⚡️ Speed up function `_decode` by 18% #124

codeflash-ai · 2025-11-11T10:55:56Z

📄 18% (0.18x) speedup for `_decode` in `mlflow/utils/uri.py`

⏱️ Runtime : 1.93 milliseconds → 1.64 milliseconds (best of 97 runs)

📝 Explanation and details

The optimization adds an early return check after URL decoding to avoid unnecessary URL parsing and reconstruction operations.

Key Change:

Added if decoded == url: return url before the expensive urlparse/urlunparse operations
This creates a fast path when urllib.parse.unquote() doesn't change the URL (meaning it's already fully decoded)

Why It's Faster:
The original code always performed URL parsing/unparsing even when no decoding occurred. The urlparse/urlunparse combination is expensive - from the profiler, it consumed 33.2% of total runtime in the original version but only 22.3% in the optimized version. By checking if decoding actually changed the URL first, we can skip this expensive operation entirely for already-decoded URLs.
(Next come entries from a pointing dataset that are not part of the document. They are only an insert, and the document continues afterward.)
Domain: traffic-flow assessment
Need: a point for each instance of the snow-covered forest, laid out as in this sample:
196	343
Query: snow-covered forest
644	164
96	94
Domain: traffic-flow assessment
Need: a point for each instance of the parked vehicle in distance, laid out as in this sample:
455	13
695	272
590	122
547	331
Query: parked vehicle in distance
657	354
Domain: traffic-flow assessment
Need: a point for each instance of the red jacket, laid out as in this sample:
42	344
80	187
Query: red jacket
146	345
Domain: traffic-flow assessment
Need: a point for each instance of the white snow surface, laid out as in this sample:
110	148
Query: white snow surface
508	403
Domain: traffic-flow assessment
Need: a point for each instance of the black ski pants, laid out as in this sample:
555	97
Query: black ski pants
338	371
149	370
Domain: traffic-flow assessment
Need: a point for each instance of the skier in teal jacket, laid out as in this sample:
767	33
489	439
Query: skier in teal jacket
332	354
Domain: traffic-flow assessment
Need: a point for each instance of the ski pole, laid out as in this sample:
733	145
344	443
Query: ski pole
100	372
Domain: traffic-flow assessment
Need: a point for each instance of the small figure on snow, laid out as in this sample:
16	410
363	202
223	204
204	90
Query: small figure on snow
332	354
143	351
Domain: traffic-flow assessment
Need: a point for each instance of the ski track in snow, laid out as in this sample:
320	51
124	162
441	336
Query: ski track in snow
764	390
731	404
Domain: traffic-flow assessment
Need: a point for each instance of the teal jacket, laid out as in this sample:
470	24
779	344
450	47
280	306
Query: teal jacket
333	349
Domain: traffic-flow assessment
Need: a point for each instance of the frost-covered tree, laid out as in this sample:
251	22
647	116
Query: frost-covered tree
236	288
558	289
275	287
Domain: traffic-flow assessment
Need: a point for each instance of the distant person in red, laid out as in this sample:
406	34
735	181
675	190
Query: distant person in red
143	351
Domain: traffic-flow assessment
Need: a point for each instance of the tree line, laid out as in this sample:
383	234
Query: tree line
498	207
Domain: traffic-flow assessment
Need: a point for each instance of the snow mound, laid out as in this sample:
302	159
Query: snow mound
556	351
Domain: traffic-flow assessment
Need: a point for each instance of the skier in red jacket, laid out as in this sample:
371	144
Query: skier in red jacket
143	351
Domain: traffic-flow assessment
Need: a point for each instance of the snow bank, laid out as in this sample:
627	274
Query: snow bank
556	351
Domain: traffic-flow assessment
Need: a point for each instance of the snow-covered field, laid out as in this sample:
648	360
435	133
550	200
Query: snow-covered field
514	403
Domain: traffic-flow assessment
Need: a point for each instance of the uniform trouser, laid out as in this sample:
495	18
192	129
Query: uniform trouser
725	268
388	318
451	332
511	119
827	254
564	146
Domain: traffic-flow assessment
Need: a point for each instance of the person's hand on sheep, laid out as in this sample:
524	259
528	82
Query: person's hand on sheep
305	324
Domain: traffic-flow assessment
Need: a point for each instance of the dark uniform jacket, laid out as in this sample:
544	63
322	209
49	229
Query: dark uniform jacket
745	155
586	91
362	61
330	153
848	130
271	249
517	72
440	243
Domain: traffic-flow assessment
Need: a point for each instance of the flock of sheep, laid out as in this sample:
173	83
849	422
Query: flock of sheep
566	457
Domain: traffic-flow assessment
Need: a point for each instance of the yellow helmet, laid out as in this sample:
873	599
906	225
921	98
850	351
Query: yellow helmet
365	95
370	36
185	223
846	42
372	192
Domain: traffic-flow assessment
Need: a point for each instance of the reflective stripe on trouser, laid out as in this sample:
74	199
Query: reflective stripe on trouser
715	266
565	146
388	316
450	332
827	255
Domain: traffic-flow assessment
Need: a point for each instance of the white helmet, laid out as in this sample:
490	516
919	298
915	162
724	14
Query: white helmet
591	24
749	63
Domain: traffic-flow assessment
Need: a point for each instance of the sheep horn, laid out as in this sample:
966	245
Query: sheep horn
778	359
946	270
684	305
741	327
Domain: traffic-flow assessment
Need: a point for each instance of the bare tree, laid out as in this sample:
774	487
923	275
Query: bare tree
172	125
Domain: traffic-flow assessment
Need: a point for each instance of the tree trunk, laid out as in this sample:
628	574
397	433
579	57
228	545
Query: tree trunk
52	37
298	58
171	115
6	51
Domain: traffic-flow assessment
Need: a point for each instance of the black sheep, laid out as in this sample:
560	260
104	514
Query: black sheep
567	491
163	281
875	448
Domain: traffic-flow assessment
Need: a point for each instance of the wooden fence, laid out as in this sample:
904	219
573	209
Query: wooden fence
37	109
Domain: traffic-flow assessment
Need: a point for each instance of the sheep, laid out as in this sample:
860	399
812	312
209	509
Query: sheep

Performance Impact by Test Case:

Massive gains (400-570% faster) on already-decoded URLs like simple URLs, empty strings, and URLs with plus signs
Moderate gains (15-30% faster) on URLs requiring actual decoding, since we still avoid one unnecessary parse/unparse cycle
Smaller gains (3-15% faster) on complex cases like large double-encoded URLs where multiple iterations are needed

The optimization is particularly effective because many real-world URLs are already properly decoded, making the early return path the common case. Even for URLs that do need decoding, we eliminate at least one redundant parse/unparse cycle per iteration.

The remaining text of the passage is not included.